Sunday, September 5, 2010

Getting Back on Track

Following article is taken from "Herbal Defence Against Illness and Ageing" by Robyn Landis and Karta Purkh Singh Khalsa

Fortunately, even as herbal medicine fell out of favour in the West, other cultures continued to study and use botanicals liberally and progressively, and we can now reap the benefits of their experiences and their wisdom.

Interestingly, some of the cultures in which use of herbal medicine has been most prolific may be experiencing serious problems-politically, economically, environmentally-but they don't have the heart disease, cancer, stroke, diabetes, and liver disease that kills nearly all Britons. "It sounds paradoxical that immigrants from a developing country are healthier in many ways than those who grow up here, but other studies have also reached similar conclusions, about other immigrants," said the Berkeley Wellness Letter in July 1995.

In Europe, botanicals have long been considered as important complement to conventional drugs.
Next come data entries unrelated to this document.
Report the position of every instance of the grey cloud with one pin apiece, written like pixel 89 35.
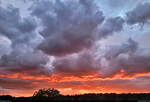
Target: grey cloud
pixel 82 63
pixel 15 27
pixel 128 57
pixel 111 26
pixel 140 14
pixel 68 26
pixel 24 62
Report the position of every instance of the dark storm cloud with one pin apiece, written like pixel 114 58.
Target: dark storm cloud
pixel 76 64
pixel 7 83
pixel 111 26
pixel 68 25
pixel 25 62
pixel 128 57
pixel 140 14
pixel 15 27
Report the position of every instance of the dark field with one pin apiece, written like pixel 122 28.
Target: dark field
pixel 82 98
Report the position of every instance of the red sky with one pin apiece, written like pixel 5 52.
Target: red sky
pixel 25 85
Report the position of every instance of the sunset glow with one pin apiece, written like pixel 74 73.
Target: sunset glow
pixel 75 46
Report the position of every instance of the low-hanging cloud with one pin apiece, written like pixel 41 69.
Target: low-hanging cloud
pixel 127 57
pixel 69 26
pixel 140 14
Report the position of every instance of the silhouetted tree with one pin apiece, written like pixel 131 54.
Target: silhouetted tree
pixel 50 92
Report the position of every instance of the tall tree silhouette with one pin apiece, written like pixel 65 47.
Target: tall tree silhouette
pixel 50 92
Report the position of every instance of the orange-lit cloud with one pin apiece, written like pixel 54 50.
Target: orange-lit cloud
pixel 70 84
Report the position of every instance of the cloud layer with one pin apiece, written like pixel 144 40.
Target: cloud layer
pixel 60 42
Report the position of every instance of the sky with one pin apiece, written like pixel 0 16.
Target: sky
pixel 75 46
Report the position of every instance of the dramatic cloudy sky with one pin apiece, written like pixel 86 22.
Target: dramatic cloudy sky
pixel 76 46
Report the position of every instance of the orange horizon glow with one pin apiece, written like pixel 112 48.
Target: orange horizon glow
pixel 88 86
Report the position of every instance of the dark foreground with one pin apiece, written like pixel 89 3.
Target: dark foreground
pixel 82 98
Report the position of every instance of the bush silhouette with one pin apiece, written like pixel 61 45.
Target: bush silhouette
pixel 50 92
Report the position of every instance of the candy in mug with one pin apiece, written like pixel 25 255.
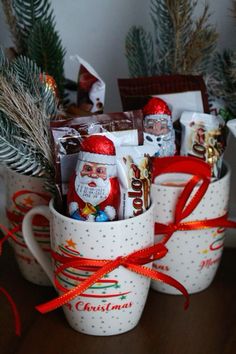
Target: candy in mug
pixel 94 190
pixel 193 255
pixel 113 304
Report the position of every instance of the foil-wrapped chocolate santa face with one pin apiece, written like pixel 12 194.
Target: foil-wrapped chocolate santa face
pixel 94 191
pixel 158 127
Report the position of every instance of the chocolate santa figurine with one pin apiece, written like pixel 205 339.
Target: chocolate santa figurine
pixel 94 191
pixel 158 127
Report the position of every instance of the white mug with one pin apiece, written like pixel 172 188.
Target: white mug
pixel 114 304
pixel 193 256
pixel 22 194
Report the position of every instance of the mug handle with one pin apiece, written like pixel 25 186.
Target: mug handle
pixel 32 244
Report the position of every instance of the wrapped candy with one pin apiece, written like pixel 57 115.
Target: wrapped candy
pixel 94 191
pixel 158 127
pixel 126 128
pixel 203 137
pixel 134 173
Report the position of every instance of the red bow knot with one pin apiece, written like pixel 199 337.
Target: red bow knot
pixel 134 261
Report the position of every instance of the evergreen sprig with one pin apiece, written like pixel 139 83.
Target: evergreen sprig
pixel 45 48
pixel 25 140
pixel 18 154
pixel 28 12
pixel 35 33
pixel 221 81
pixel 182 44
pixel 139 52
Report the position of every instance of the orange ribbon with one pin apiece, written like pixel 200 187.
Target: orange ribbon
pixel 135 262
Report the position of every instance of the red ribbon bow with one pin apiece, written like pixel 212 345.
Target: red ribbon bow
pixel 201 172
pixel 134 261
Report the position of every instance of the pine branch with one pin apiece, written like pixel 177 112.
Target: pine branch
pixel 34 82
pixel 45 48
pixel 28 12
pixel 139 52
pixel 12 23
pixel 234 9
pixel 163 36
pixel 19 108
pixel 183 45
pixel 221 81
pixel 18 154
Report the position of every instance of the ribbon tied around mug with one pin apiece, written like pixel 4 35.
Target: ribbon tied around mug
pixel 187 201
pixel 134 262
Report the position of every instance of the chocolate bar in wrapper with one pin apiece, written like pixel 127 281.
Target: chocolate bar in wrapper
pixel 122 128
pixel 134 173
pixel 203 137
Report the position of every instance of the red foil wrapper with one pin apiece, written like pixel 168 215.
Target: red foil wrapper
pixel 94 191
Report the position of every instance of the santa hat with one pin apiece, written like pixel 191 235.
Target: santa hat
pixel 98 149
pixel 156 106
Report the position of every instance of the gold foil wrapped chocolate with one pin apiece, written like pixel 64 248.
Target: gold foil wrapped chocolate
pixel 203 136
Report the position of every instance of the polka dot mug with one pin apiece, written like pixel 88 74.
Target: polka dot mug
pixel 113 304
pixel 194 256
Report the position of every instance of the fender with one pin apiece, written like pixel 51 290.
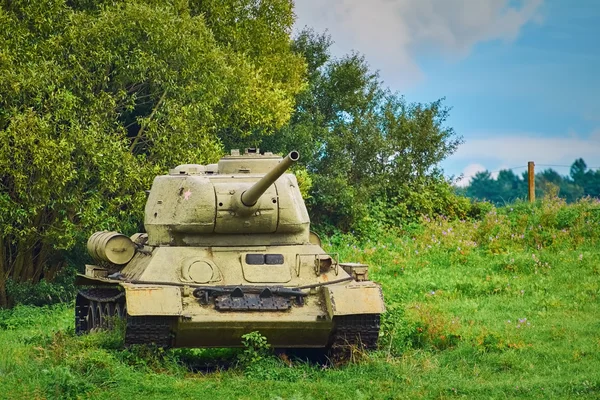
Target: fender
pixel 354 298
pixel 153 300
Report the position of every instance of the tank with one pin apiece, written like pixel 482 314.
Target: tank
pixel 227 251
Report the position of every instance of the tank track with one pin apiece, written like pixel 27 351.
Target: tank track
pixel 149 330
pixel 353 333
pixel 96 309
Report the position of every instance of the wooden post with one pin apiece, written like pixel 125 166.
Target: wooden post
pixel 531 180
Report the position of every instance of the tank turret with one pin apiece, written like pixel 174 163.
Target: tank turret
pixel 227 251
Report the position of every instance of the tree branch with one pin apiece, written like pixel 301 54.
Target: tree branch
pixel 141 131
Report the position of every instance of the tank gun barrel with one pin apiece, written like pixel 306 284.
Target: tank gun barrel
pixel 251 196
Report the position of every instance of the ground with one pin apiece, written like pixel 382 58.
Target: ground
pixel 503 307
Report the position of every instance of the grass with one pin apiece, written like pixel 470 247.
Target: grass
pixel 499 308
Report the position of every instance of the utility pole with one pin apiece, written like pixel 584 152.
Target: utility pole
pixel 531 180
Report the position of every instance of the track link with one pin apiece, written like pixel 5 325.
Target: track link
pixel 149 330
pixel 354 333
pixel 96 309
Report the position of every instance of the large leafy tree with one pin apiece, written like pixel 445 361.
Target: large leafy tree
pixel 366 148
pixel 97 97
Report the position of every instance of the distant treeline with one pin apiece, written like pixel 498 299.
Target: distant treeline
pixel 508 186
pixel 98 97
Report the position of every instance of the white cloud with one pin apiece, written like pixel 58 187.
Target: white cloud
pixel 471 170
pixel 503 152
pixel 391 32
pixel 468 172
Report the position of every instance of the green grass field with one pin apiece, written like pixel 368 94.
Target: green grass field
pixel 500 308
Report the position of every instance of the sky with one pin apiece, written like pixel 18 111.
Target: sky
pixel 522 76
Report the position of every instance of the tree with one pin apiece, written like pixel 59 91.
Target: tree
pixel 363 145
pixel 97 98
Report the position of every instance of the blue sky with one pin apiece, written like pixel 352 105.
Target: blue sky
pixel 522 77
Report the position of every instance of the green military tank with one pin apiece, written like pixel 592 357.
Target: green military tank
pixel 227 251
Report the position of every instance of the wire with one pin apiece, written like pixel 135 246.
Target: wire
pixel 525 166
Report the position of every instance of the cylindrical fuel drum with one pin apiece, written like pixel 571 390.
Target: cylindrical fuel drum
pixel 112 247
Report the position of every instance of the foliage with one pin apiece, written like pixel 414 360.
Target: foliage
pixel 367 149
pixel 467 317
pixel 44 292
pixel 97 98
pixel 256 348
pixel 508 187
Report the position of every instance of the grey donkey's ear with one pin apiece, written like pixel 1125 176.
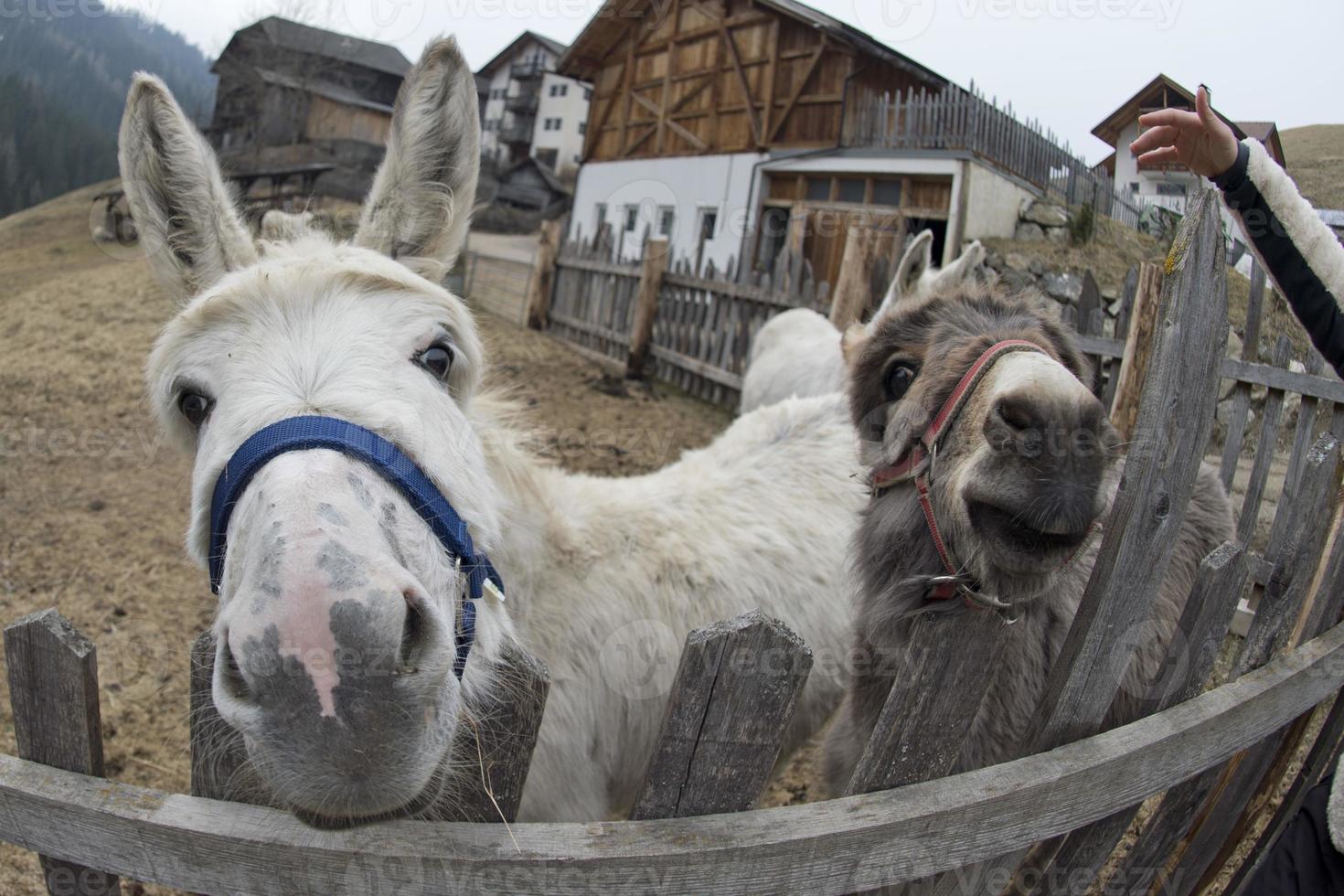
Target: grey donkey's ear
pixel 421 200
pixel 183 208
pixel 914 263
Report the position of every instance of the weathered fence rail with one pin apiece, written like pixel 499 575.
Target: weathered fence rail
pixel 1215 752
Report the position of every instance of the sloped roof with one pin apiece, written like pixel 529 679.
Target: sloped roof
pixel 606 28
pixel 294 35
pixel 507 53
pixel 554 183
pixel 323 89
pixel 1128 112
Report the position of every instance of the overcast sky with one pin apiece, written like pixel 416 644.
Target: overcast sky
pixel 1064 62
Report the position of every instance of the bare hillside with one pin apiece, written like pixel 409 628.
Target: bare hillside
pixel 1316 162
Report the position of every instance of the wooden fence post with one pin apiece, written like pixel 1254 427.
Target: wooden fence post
pixel 646 305
pixel 543 278
pixel 57 721
pixel 1138 347
pixel 730 706
pixel 937 688
pixel 497 738
pixel 854 288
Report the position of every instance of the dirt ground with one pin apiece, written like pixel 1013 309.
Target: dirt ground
pixel 93 506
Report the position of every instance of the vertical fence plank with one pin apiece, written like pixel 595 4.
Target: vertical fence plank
pixel 1285 595
pixel 542 286
pixel 1138 346
pixel 57 720
pixel 1278 606
pixel 646 305
pixel 1189 664
pixel 732 698
pixel 1149 507
pixel 1243 394
pixel 1264 450
pixel 497 738
pixel 949 663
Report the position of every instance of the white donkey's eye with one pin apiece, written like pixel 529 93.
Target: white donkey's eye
pixel 437 359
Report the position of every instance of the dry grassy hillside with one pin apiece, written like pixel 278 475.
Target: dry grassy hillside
pixel 93 503
pixel 1316 162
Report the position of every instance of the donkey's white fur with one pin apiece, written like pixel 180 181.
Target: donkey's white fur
pixel 603 577
pixel 797 352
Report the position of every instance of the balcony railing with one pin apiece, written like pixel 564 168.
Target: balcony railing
pixel 517 132
pixel 525 103
pixel 525 70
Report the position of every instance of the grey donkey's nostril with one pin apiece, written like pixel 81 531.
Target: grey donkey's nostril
pixel 1018 411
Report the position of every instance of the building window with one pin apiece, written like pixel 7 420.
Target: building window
pixel 849 189
pixel 709 222
pixel 886 192
pixel 818 188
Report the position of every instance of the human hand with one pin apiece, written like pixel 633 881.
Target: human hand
pixel 1199 140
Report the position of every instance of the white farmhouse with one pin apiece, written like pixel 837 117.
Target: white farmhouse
pixel 741 128
pixel 528 111
pixel 1166 185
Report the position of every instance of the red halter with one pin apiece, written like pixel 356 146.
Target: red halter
pixel 918 461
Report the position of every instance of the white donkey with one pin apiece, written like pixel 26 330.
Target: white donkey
pixel 339 607
pixel 797 352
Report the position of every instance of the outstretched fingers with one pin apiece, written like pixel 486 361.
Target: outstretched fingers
pixel 1156 137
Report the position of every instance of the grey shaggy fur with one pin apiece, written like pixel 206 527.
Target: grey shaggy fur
pixel 892 549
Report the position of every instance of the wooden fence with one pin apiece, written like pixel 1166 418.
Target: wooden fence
pixel 703 321
pixel 964 121
pixel 1217 749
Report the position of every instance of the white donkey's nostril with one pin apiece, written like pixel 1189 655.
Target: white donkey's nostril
pixel 415 632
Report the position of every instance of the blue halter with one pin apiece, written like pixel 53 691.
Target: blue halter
pixel 305 432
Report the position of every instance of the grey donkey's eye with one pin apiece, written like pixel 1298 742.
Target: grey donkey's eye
pixel 437 359
pixel 898 380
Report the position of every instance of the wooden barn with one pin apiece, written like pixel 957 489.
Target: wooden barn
pixel 735 128
pixel 293 98
pixel 532 186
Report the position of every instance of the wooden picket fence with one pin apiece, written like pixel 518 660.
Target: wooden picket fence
pixel 1217 749
pixel 965 121
pixel 694 328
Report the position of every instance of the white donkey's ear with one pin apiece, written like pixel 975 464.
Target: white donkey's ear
pixel 917 260
pixel 421 202
pixel 183 208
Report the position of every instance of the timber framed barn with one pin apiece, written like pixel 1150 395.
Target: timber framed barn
pixel 740 128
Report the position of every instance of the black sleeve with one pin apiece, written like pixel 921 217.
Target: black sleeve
pixel 1304 269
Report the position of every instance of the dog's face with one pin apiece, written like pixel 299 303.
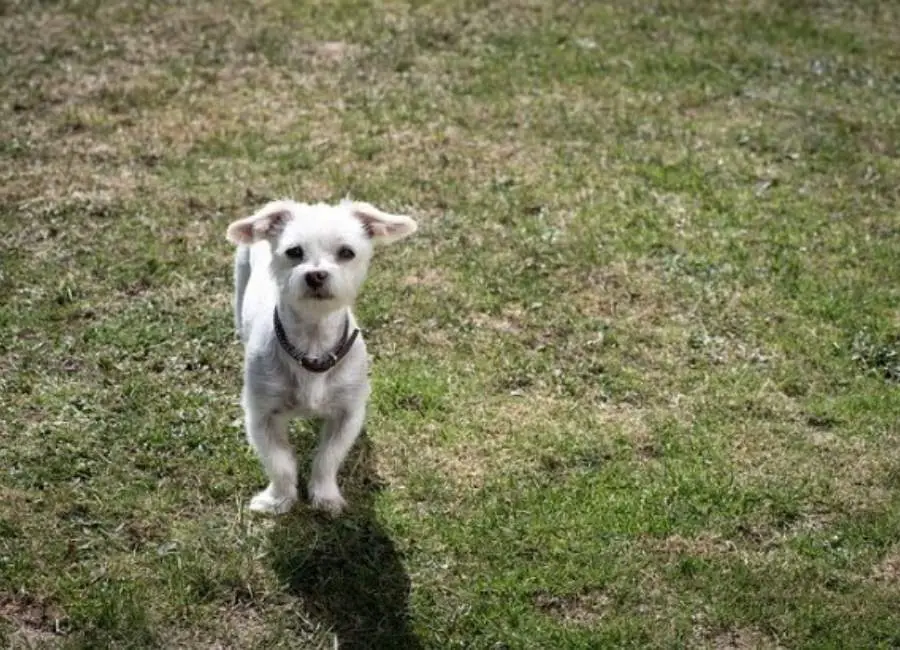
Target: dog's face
pixel 320 253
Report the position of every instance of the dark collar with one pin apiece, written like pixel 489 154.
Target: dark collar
pixel 316 364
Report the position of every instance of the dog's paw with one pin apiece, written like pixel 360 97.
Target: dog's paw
pixel 271 502
pixel 327 500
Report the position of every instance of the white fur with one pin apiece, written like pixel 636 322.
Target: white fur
pixel 276 387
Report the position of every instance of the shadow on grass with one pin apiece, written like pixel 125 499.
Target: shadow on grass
pixel 347 570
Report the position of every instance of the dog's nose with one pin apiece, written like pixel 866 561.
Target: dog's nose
pixel 316 279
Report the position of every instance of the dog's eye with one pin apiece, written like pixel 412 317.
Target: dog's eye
pixel 295 253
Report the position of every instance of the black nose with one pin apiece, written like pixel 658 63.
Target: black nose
pixel 316 279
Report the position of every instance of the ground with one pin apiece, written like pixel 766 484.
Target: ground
pixel 635 378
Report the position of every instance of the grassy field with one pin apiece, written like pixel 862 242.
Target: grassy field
pixel 635 379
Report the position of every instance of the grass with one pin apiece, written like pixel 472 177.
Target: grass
pixel 635 379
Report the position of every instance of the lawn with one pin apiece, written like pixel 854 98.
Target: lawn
pixel 636 380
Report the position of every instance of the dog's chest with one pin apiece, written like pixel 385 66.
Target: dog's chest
pixel 310 394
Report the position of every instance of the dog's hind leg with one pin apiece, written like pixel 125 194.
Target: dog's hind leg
pixel 241 277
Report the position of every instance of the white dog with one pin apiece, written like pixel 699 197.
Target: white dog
pixel 297 271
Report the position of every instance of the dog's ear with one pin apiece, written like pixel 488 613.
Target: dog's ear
pixel 265 224
pixel 381 227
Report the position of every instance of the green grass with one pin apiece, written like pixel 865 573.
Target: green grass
pixel 635 379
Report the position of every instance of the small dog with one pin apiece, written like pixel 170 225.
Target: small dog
pixel 297 271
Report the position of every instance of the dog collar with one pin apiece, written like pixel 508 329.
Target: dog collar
pixel 316 364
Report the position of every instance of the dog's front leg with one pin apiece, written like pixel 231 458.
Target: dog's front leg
pixel 337 437
pixel 267 433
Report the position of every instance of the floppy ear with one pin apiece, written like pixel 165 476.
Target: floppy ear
pixel 381 227
pixel 265 224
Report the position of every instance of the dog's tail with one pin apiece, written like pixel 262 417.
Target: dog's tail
pixel 241 277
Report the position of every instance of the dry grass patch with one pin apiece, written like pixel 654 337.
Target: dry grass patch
pixel 583 609
pixel 35 622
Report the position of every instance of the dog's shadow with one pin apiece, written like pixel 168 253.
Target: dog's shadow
pixel 347 570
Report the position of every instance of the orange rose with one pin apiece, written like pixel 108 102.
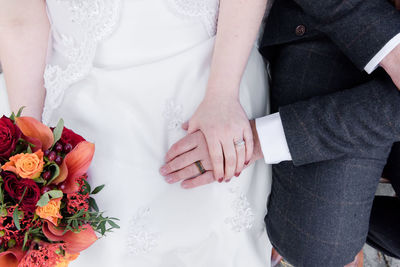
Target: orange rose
pixel 27 165
pixel 51 211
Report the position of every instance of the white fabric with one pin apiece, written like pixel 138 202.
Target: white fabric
pixel 272 139
pixel 377 59
pixel 138 87
pixel 4 106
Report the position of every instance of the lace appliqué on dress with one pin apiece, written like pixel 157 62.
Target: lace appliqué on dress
pixel 243 218
pixel 206 10
pixel 173 115
pixel 140 239
pixel 96 19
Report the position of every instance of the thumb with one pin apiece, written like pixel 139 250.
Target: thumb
pixel 185 126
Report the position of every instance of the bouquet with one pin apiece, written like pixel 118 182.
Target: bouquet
pixel 47 213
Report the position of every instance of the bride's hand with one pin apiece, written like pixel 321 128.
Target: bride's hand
pixel 225 126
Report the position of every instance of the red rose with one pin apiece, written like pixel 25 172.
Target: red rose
pixel 69 137
pixel 15 188
pixel 9 136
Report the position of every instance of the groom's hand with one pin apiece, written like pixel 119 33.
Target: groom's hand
pixel 391 64
pixel 180 160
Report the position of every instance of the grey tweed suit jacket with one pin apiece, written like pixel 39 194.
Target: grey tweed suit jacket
pixel 340 124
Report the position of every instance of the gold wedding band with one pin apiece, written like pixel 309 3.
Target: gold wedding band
pixel 240 143
pixel 200 166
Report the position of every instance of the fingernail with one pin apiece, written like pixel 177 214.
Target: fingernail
pixel 163 170
pixel 169 180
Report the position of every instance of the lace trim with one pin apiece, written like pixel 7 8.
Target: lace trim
pixel 140 239
pixel 206 10
pixel 97 19
pixel 243 218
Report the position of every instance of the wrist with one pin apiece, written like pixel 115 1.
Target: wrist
pixel 392 60
pixel 222 92
pixel 257 152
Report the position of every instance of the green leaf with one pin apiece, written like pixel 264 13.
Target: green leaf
pixel 113 224
pixel 55 172
pixel 20 111
pixel 102 227
pixel 26 238
pixel 16 219
pixel 87 187
pixel 97 189
pixel 23 195
pixel 55 193
pixel 45 198
pixel 93 204
pixel 1 194
pixel 39 180
pixel 57 132
pixel 12 116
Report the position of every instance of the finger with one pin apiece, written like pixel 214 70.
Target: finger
pixel 217 157
pixel 180 162
pixel 230 159
pixel 185 126
pixel 192 128
pixel 186 173
pixel 248 138
pixel 241 158
pixel 204 179
pixel 182 146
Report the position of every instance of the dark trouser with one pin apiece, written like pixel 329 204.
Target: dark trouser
pixel 384 229
pixel 318 214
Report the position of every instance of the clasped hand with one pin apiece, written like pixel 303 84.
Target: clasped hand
pixel 219 137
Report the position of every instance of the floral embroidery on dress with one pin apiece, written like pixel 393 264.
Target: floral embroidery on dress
pixel 173 115
pixel 95 20
pixel 140 239
pixel 243 217
pixel 206 10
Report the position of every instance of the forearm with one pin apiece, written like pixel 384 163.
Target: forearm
pixel 24 33
pixel 238 26
pixel 359 122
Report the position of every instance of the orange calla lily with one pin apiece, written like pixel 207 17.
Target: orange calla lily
pixel 74 242
pixel 35 129
pixel 75 164
pixel 11 257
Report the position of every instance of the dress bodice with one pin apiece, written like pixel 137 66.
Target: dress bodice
pixel 119 34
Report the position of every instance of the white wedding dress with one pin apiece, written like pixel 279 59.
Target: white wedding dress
pixel 126 75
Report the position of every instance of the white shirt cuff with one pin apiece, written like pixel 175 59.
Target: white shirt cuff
pixel 376 60
pixel 272 139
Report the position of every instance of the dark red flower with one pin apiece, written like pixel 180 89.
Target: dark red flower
pixel 9 136
pixel 70 137
pixel 15 188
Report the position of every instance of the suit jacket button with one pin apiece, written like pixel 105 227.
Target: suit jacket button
pixel 300 30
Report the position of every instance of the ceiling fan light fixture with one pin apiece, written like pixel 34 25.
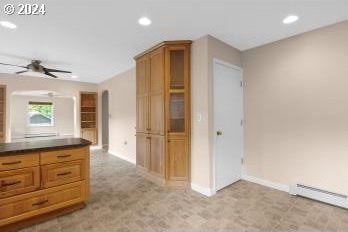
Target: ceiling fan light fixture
pixel 144 21
pixel 8 25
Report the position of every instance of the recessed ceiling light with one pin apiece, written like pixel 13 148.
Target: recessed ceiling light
pixel 290 19
pixel 8 24
pixel 144 21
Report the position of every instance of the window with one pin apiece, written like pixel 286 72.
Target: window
pixel 41 114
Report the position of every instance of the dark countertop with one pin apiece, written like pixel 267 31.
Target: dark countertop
pixel 41 145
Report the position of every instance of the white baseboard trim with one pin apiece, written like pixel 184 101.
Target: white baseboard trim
pixel 132 161
pixel 202 190
pixel 95 148
pixel 267 183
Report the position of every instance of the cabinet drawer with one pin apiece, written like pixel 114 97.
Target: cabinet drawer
pixel 28 205
pixel 18 161
pixel 63 173
pixel 51 157
pixel 19 181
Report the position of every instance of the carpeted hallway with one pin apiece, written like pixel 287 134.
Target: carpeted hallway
pixel 123 201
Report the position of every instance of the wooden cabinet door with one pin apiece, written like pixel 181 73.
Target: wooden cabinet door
pixel 142 114
pixel 156 60
pixel 156 159
pixel 178 159
pixel 142 89
pixel 142 150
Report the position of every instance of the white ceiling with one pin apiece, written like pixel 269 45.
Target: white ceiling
pixel 98 39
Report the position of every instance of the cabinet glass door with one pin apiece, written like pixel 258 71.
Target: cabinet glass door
pixel 177 69
pixel 177 112
pixel 177 91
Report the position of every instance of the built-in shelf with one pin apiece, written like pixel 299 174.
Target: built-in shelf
pixel 88 114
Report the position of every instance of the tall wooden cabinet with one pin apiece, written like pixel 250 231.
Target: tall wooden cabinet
pixel 88 115
pixel 163 113
pixel 2 113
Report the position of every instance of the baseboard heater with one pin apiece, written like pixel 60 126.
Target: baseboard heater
pixel 40 135
pixel 320 195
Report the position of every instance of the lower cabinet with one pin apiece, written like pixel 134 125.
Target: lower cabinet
pixel 36 203
pixel 142 147
pixel 156 162
pixel 178 159
pixel 165 162
pixel 19 181
pixel 32 185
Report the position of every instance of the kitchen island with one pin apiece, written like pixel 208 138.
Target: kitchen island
pixel 42 179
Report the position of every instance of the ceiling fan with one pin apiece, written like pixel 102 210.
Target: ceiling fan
pixel 36 66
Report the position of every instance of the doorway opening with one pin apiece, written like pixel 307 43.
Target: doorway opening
pixel 105 120
pixel 41 115
pixel 228 124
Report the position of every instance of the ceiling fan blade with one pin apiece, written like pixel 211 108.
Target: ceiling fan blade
pixel 50 74
pixel 56 70
pixel 21 72
pixel 14 65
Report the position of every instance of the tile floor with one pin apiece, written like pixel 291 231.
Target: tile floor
pixel 123 201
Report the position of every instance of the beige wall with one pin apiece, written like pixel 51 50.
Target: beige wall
pixel 63 116
pixel 20 83
pixel 203 51
pixel 296 109
pixel 122 110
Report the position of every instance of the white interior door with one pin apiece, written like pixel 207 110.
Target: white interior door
pixel 228 129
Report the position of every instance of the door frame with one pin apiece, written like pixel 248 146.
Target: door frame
pixel 221 62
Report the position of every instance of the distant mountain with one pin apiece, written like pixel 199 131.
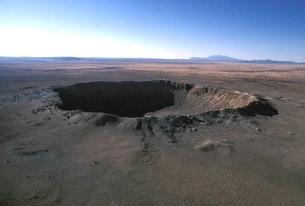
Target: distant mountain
pixel 213 58
pixel 221 58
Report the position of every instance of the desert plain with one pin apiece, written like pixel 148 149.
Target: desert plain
pixel 53 154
There doctors routinely prescribe herbal preparations for insomnia, colds, heart problems, constipation, depression and more. Germany in particular leads the way with research and regulation as well as usage.

As healers and patients turn back to natural medicine with renewed interest and hope for more productive views and methods, they are returning to a field much more worldly and refined than it was just a few decades ago.